United States Court of Appeals, Seventh Circuit

August 25, 2016

United States of America, Plaintiff-Appellee,
v.
Alfredo Vasquez-Hernandez, Defendant-Appellant.

          Argued January 11, 2016

         Appeal from the United States District Court for the Northern District of Illinois, Eastern Division. No. 09 CR 383 - Ruben Castillo, Chief Judge.

          Before Easterbrook, Williams, and Sykes, Circuit Judges.
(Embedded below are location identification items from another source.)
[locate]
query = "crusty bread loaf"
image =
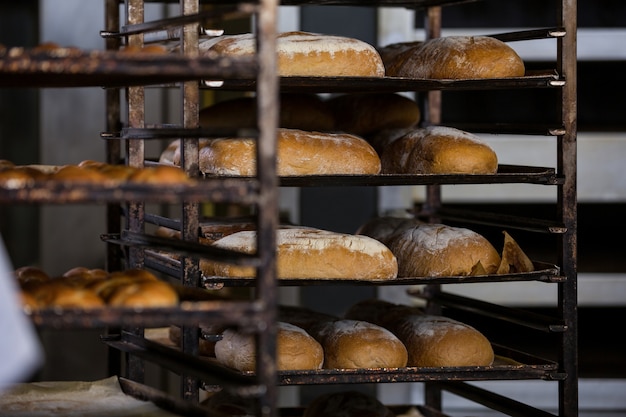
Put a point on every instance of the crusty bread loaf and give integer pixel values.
(438, 150)
(346, 404)
(366, 113)
(297, 111)
(299, 152)
(432, 340)
(440, 250)
(382, 227)
(311, 253)
(348, 344)
(307, 54)
(457, 57)
(295, 349)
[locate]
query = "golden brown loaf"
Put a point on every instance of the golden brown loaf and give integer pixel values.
(439, 250)
(295, 349)
(438, 150)
(297, 111)
(367, 113)
(457, 57)
(307, 54)
(431, 340)
(299, 153)
(382, 227)
(346, 404)
(348, 344)
(312, 253)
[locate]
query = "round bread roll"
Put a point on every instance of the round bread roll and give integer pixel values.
(434, 250)
(295, 350)
(367, 113)
(438, 150)
(161, 174)
(299, 153)
(311, 253)
(430, 340)
(354, 344)
(306, 54)
(382, 227)
(143, 294)
(346, 404)
(75, 173)
(457, 57)
(297, 111)
(434, 341)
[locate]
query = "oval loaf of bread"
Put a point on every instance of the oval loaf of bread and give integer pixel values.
(457, 57)
(312, 253)
(440, 250)
(295, 349)
(307, 54)
(438, 150)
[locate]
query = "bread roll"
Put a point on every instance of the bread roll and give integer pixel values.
(346, 404)
(382, 227)
(311, 253)
(434, 250)
(299, 152)
(438, 150)
(367, 113)
(354, 344)
(457, 57)
(348, 344)
(296, 111)
(295, 349)
(432, 340)
(306, 54)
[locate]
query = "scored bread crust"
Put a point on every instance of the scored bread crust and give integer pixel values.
(295, 349)
(441, 250)
(311, 253)
(457, 57)
(438, 150)
(299, 152)
(307, 54)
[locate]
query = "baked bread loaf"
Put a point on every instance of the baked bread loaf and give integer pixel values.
(457, 57)
(295, 350)
(346, 404)
(438, 150)
(348, 344)
(363, 114)
(296, 111)
(299, 152)
(382, 227)
(435, 250)
(311, 253)
(432, 340)
(306, 54)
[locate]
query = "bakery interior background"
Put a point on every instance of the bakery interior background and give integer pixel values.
(63, 125)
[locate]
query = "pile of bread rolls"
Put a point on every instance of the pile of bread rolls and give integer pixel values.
(89, 172)
(85, 288)
(373, 334)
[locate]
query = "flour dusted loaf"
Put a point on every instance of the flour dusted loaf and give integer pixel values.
(311, 253)
(431, 340)
(438, 150)
(295, 349)
(457, 57)
(346, 404)
(297, 111)
(440, 250)
(348, 344)
(364, 114)
(299, 152)
(307, 54)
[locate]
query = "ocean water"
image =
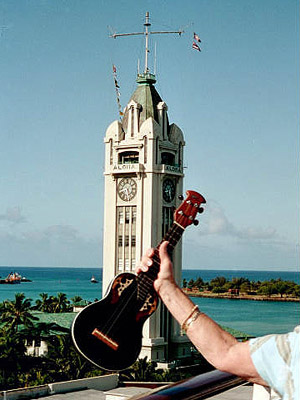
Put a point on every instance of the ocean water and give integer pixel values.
(253, 317)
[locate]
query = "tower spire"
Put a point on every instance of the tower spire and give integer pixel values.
(146, 33)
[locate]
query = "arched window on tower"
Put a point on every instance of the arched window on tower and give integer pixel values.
(145, 149)
(168, 158)
(157, 150)
(128, 157)
(180, 148)
(110, 152)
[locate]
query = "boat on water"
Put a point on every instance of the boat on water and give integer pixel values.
(13, 278)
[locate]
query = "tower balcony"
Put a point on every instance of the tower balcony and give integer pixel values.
(126, 168)
(170, 169)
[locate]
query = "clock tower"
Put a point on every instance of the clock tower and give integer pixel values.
(143, 178)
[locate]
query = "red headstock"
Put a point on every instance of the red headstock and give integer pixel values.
(188, 209)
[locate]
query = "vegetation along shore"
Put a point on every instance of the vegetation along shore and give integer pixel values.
(243, 289)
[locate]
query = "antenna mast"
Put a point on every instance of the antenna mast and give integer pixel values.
(146, 33)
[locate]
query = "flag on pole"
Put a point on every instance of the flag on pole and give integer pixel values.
(196, 37)
(196, 47)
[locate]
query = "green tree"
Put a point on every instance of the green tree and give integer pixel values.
(191, 283)
(199, 283)
(17, 312)
(219, 281)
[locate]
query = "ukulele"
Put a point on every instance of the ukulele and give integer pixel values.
(108, 332)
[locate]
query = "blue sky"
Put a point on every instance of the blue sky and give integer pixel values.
(236, 102)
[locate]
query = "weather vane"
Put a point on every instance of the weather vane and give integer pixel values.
(146, 33)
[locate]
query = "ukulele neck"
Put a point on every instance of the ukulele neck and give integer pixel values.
(145, 279)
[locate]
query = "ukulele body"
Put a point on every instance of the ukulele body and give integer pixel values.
(109, 332)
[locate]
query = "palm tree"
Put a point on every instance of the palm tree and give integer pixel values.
(60, 303)
(17, 312)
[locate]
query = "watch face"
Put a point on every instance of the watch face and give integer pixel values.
(127, 188)
(168, 190)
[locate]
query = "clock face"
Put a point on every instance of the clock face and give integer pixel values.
(127, 189)
(168, 190)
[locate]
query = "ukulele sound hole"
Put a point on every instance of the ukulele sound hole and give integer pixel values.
(105, 339)
(149, 303)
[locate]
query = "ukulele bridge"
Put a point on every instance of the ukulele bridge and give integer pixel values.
(105, 339)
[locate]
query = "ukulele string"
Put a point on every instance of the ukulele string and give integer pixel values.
(171, 236)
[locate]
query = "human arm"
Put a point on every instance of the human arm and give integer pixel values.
(220, 348)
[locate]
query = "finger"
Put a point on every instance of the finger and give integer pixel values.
(163, 251)
(150, 252)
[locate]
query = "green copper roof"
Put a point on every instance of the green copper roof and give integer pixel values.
(147, 96)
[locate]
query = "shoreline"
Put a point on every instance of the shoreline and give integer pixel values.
(229, 296)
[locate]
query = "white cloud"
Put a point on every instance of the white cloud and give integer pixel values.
(56, 245)
(13, 215)
(217, 223)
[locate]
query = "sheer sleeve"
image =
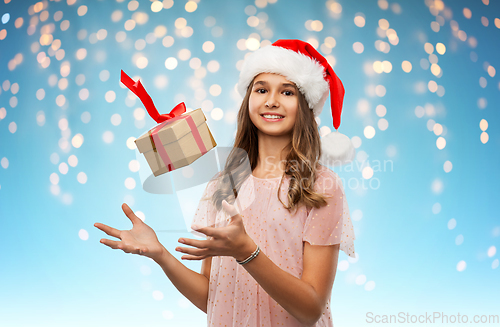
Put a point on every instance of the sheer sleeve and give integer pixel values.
(206, 213)
(330, 224)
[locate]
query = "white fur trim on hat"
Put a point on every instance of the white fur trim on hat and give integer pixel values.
(298, 68)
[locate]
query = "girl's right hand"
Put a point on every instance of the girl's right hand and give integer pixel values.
(141, 239)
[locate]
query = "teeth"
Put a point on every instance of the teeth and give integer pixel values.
(272, 116)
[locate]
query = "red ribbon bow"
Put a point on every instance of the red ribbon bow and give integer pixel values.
(139, 90)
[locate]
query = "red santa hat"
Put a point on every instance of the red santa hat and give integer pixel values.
(301, 64)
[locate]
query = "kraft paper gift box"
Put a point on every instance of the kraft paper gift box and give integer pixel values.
(179, 138)
(177, 142)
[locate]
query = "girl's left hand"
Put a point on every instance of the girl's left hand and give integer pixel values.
(231, 240)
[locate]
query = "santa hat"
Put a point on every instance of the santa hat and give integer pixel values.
(301, 64)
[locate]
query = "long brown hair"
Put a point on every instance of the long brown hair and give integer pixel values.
(302, 154)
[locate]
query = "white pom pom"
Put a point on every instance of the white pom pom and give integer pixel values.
(337, 149)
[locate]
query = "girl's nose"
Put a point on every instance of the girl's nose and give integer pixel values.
(272, 101)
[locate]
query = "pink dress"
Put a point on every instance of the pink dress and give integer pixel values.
(235, 299)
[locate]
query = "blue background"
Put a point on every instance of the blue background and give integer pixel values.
(53, 270)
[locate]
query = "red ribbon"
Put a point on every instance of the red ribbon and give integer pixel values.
(139, 90)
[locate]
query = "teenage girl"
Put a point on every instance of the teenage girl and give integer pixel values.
(274, 263)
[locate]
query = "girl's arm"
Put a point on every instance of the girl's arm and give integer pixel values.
(304, 298)
(142, 239)
(192, 285)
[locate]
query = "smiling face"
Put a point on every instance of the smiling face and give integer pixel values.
(273, 95)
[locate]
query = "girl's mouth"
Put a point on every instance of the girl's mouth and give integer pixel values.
(272, 118)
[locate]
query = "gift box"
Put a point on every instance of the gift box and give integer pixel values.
(176, 143)
(179, 138)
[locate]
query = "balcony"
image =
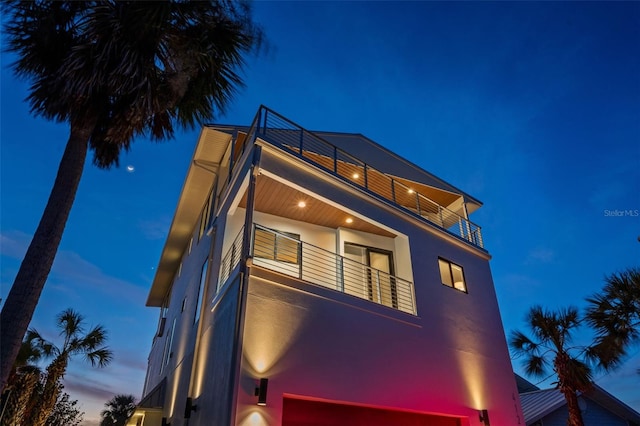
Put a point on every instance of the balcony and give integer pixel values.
(287, 255)
(402, 193)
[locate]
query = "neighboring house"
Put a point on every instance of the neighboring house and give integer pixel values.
(548, 407)
(314, 278)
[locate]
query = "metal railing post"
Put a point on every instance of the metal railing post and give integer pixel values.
(340, 272)
(365, 172)
(393, 191)
(301, 139)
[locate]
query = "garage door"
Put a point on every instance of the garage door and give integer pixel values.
(300, 412)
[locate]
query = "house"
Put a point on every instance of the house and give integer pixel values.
(316, 278)
(548, 407)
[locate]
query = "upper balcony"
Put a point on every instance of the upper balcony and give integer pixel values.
(289, 255)
(415, 198)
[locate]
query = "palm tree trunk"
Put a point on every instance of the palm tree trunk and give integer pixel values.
(575, 414)
(50, 391)
(26, 289)
(18, 396)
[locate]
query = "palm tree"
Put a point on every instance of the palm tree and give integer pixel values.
(113, 70)
(75, 342)
(25, 380)
(118, 410)
(550, 346)
(615, 315)
(66, 412)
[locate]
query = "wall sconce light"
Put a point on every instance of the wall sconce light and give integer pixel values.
(189, 407)
(484, 417)
(261, 392)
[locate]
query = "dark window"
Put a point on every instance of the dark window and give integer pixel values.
(452, 275)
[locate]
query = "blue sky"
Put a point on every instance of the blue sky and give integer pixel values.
(533, 108)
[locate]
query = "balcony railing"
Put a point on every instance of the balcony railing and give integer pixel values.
(230, 259)
(288, 255)
(279, 131)
(285, 254)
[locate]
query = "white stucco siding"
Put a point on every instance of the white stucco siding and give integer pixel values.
(309, 345)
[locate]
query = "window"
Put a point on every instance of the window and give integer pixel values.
(451, 275)
(166, 356)
(275, 245)
(163, 315)
(206, 215)
(203, 276)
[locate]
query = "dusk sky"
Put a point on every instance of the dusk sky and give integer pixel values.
(533, 108)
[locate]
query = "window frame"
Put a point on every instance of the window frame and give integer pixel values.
(451, 275)
(201, 288)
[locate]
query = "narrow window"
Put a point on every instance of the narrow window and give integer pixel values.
(166, 356)
(163, 316)
(452, 275)
(205, 216)
(203, 277)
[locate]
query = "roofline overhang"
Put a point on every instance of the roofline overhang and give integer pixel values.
(203, 170)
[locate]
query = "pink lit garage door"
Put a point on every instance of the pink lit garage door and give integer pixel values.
(300, 412)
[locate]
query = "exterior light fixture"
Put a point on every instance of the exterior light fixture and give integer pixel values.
(189, 407)
(484, 417)
(261, 392)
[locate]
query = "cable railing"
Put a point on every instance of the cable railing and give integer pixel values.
(230, 259)
(286, 254)
(280, 131)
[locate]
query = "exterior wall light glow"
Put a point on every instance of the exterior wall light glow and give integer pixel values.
(261, 392)
(189, 407)
(484, 417)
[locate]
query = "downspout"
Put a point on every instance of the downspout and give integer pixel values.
(244, 281)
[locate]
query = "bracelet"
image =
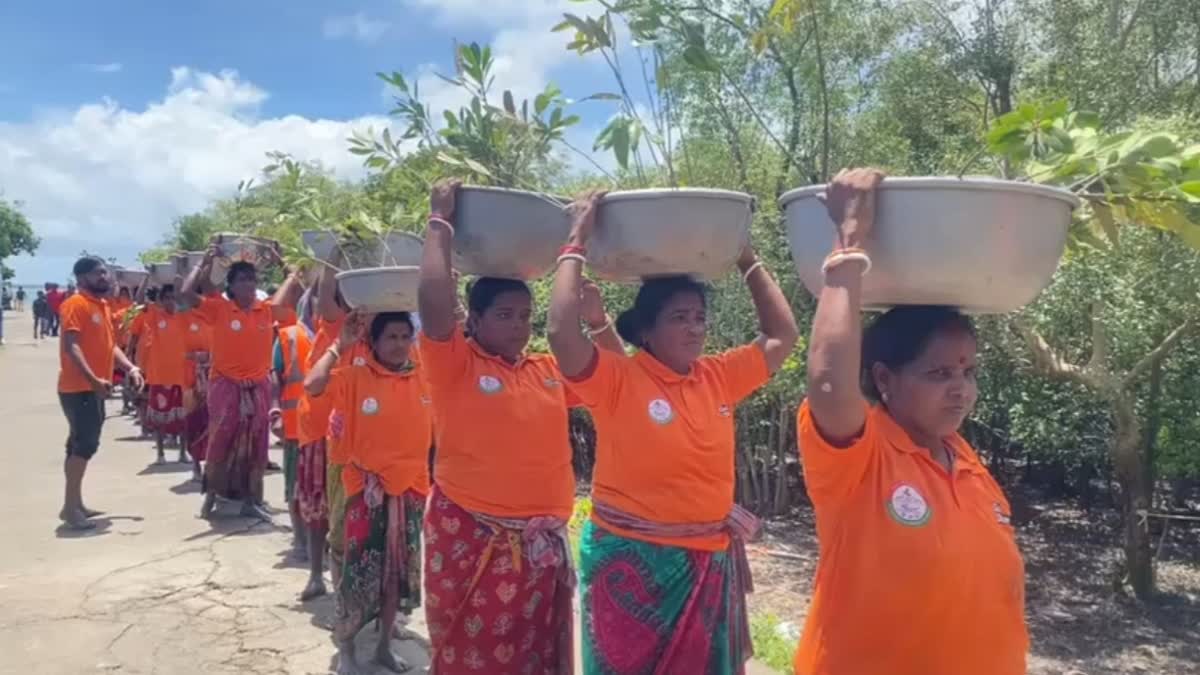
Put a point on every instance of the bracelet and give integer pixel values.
(442, 221)
(595, 332)
(846, 255)
(570, 257)
(745, 275)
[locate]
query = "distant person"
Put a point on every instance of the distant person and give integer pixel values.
(41, 311)
(87, 356)
(239, 389)
(54, 297)
(162, 335)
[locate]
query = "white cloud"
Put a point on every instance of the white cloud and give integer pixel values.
(112, 179)
(102, 69)
(355, 27)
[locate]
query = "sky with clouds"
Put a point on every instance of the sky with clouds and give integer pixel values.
(118, 119)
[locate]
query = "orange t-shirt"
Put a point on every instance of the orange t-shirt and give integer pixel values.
(241, 339)
(197, 338)
(502, 430)
(387, 426)
(313, 412)
(665, 441)
(88, 317)
(918, 572)
(161, 339)
(117, 308)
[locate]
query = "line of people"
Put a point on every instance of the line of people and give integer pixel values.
(431, 459)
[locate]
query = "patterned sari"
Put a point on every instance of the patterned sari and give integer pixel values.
(238, 437)
(382, 560)
(196, 424)
(497, 592)
(653, 609)
(311, 476)
(165, 410)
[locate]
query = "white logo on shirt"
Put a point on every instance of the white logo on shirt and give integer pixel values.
(660, 411)
(906, 506)
(1001, 517)
(490, 384)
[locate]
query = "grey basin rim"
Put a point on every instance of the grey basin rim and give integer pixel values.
(947, 183)
(513, 191)
(371, 270)
(659, 192)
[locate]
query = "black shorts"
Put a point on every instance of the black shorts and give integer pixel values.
(85, 418)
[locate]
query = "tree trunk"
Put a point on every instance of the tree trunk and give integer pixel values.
(781, 455)
(1137, 494)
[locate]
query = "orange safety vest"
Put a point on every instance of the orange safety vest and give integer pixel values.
(295, 346)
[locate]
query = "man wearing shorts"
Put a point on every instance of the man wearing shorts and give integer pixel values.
(87, 356)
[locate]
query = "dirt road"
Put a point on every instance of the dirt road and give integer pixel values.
(154, 590)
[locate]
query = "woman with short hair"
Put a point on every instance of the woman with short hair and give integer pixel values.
(919, 571)
(498, 578)
(661, 561)
(239, 394)
(385, 432)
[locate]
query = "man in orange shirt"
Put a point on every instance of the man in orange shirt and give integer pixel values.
(162, 338)
(239, 388)
(85, 362)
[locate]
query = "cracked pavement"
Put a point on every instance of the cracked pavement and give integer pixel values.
(154, 590)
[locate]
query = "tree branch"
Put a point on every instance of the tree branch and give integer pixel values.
(1158, 353)
(1099, 359)
(1048, 362)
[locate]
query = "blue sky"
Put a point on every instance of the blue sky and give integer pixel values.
(115, 118)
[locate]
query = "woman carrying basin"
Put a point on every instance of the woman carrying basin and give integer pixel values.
(385, 434)
(498, 577)
(919, 572)
(663, 566)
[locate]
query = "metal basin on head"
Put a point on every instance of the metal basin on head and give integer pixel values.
(237, 248)
(162, 273)
(508, 233)
(645, 233)
(978, 244)
(381, 290)
(393, 249)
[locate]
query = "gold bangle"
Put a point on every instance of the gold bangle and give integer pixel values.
(594, 332)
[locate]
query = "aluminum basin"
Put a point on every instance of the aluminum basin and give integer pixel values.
(978, 244)
(162, 273)
(395, 249)
(382, 288)
(508, 233)
(131, 278)
(645, 233)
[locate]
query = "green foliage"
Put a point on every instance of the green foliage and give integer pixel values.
(507, 144)
(16, 233)
(771, 646)
(1141, 175)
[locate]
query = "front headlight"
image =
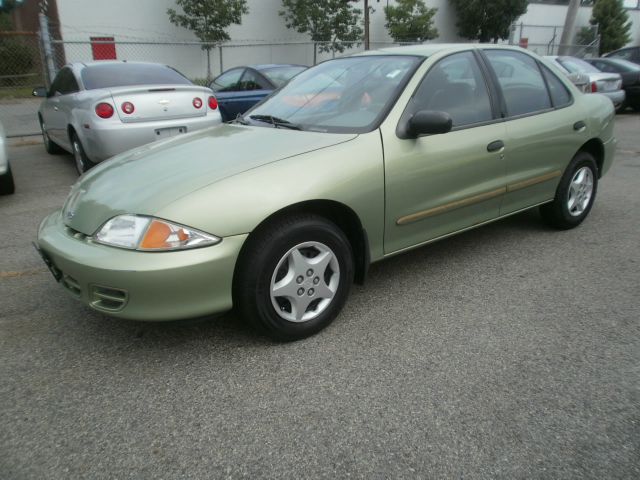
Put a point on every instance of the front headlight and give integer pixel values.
(151, 234)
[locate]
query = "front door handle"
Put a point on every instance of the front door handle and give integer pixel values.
(495, 146)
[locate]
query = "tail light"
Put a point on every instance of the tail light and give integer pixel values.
(128, 108)
(104, 110)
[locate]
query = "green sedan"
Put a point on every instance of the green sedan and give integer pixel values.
(355, 160)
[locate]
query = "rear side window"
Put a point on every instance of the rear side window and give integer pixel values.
(281, 75)
(560, 95)
(228, 81)
(522, 84)
(110, 75)
(455, 85)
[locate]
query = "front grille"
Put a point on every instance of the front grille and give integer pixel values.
(108, 299)
(76, 234)
(71, 284)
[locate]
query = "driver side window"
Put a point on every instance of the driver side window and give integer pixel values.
(455, 85)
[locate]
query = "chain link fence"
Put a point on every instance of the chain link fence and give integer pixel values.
(545, 40)
(25, 65)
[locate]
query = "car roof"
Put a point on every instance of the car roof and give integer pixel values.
(429, 49)
(269, 66)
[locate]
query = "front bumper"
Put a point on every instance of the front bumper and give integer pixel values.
(103, 140)
(141, 285)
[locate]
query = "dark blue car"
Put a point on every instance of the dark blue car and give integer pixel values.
(240, 88)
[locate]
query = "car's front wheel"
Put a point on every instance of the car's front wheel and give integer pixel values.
(294, 277)
(575, 194)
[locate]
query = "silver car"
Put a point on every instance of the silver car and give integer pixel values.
(608, 84)
(97, 110)
(6, 178)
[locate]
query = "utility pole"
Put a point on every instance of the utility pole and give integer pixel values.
(366, 24)
(569, 25)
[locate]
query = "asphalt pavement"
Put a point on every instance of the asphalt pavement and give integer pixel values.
(510, 351)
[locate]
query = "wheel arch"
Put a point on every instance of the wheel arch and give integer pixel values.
(342, 215)
(596, 148)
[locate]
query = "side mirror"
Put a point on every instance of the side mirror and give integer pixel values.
(429, 122)
(39, 92)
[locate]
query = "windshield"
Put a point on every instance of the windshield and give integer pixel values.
(347, 95)
(281, 75)
(575, 65)
(123, 74)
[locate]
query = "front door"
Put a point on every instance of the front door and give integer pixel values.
(439, 184)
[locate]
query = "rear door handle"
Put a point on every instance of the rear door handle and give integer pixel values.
(495, 146)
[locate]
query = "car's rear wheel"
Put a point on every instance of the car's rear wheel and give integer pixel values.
(51, 147)
(7, 187)
(575, 194)
(80, 157)
(294, 277)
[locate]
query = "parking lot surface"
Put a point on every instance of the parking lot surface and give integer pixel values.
(510, 351)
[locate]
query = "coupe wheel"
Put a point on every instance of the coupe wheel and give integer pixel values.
(51, 147)
(294, 277)
(81, 160)
(575, 193)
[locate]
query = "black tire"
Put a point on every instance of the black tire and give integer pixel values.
(557, 213)
(51, 147)
(256, 269)
(80, 158)
(7, 186)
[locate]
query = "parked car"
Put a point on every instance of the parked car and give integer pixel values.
(277, 213)
(631, 54)
(97, 110)
(608, 84)
(7, 186)
(630, 73)
(240, 88)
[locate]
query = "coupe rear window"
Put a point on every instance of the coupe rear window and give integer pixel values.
(281, 75)
(130, 74)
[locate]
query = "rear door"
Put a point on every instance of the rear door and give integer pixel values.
(544, 127)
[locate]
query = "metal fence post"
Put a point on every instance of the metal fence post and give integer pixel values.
(45, 39)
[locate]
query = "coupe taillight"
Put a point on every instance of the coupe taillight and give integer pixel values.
(128, 108)
(104, 110)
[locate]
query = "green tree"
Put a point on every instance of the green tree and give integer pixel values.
(487, 20)
(613, 24)
(208, 20)
(410, 21)
(334, 25)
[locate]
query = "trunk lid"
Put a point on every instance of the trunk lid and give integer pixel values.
(160, 102)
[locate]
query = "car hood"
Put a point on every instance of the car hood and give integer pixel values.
(144, 180)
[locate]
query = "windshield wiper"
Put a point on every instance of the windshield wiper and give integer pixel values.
(240, 119)
(275, 121)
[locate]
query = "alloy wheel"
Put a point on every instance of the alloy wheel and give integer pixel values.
(305, 282)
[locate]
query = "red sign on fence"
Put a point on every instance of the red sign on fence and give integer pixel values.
(103, 48)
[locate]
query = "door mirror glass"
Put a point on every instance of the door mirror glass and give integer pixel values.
(39, 92)
(429, 122)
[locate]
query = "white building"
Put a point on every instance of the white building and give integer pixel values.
(263, 36)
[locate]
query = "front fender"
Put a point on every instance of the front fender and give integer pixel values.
(351, 173)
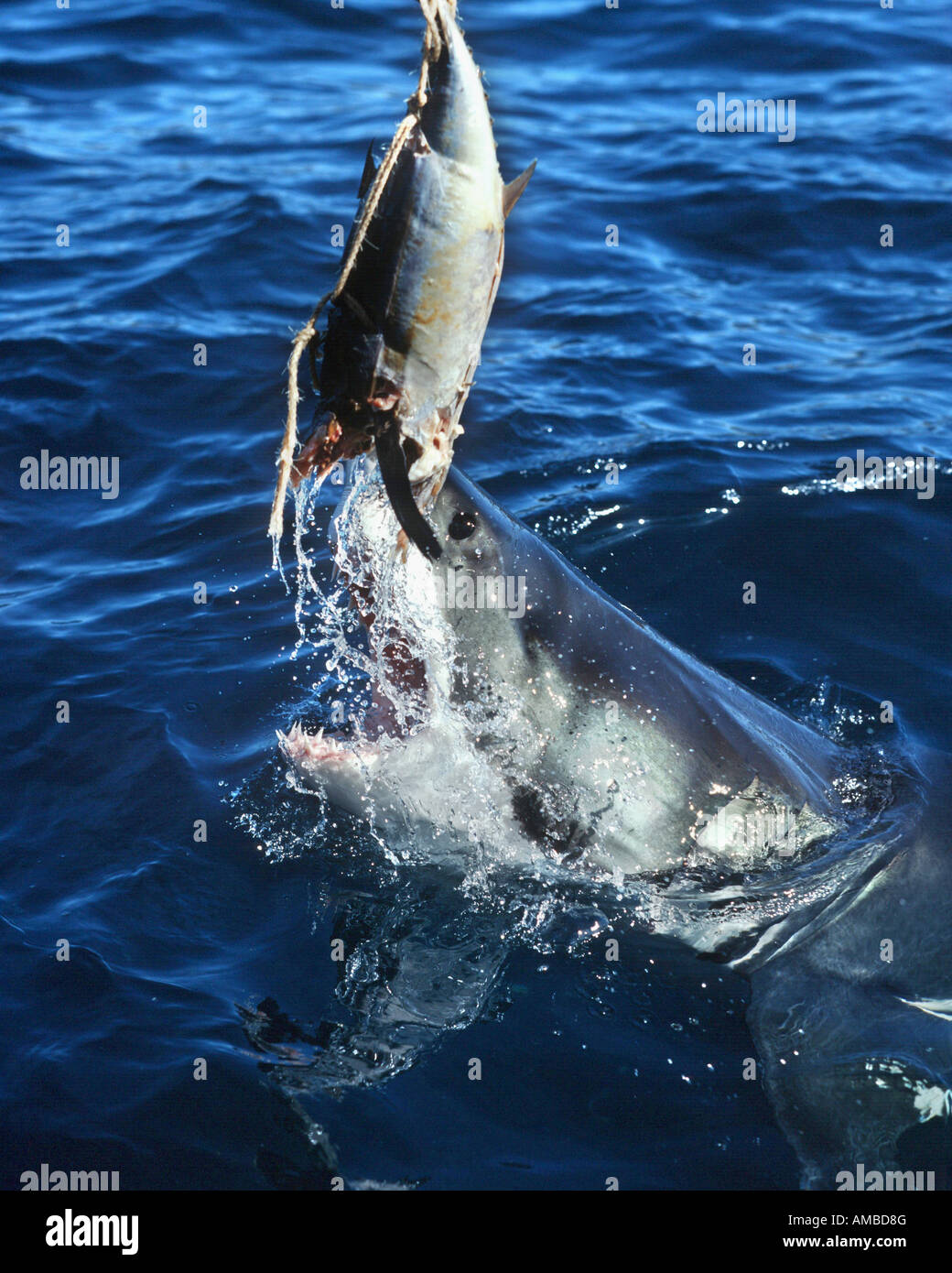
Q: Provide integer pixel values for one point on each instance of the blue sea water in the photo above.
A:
(629, 354)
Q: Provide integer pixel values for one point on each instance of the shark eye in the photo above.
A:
(462, 525)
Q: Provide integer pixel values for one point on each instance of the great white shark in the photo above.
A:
(563, 731)
(519, 712)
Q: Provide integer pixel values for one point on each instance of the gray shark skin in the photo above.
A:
(612, 755)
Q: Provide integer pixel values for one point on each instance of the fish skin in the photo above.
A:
(405, 330)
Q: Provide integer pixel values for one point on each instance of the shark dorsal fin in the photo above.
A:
(514, 189)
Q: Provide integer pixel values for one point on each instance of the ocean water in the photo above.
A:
(596, 354)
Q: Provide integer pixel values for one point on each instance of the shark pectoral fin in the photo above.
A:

          Easterbrook, Circuit Judge.

         Alfredo Vasquez-Hernandez pleaded guilty to a drug conspiracy. 21 U.S.C. §846. He admitted transporting 200 kilograms of cocaine, worth some $5 million, on behalf of the notorious Sinaloa Cartel, and to receiving a further 76 kilograms to be sold on consignment for about $2 million. The district court calculated a Guidelines range of 188 to 235 months' imprisonment and sentenced Vasquez-Hernandez to 264 months, about 2½ years more than the high end of the range. Although Vasquez-Hernandez conceded being an agent of others, the district judge concluded that he also had a supervisory role-that, indeed, anyone entrusted with $7 million of someone else's cocaine must have high status in the organization. Vasquez-Hernandez contends on appeal that these were one-off transactions, that he supervised no one, that the range therefore should have been 135 to 168 months, and that his sentence should be within that range.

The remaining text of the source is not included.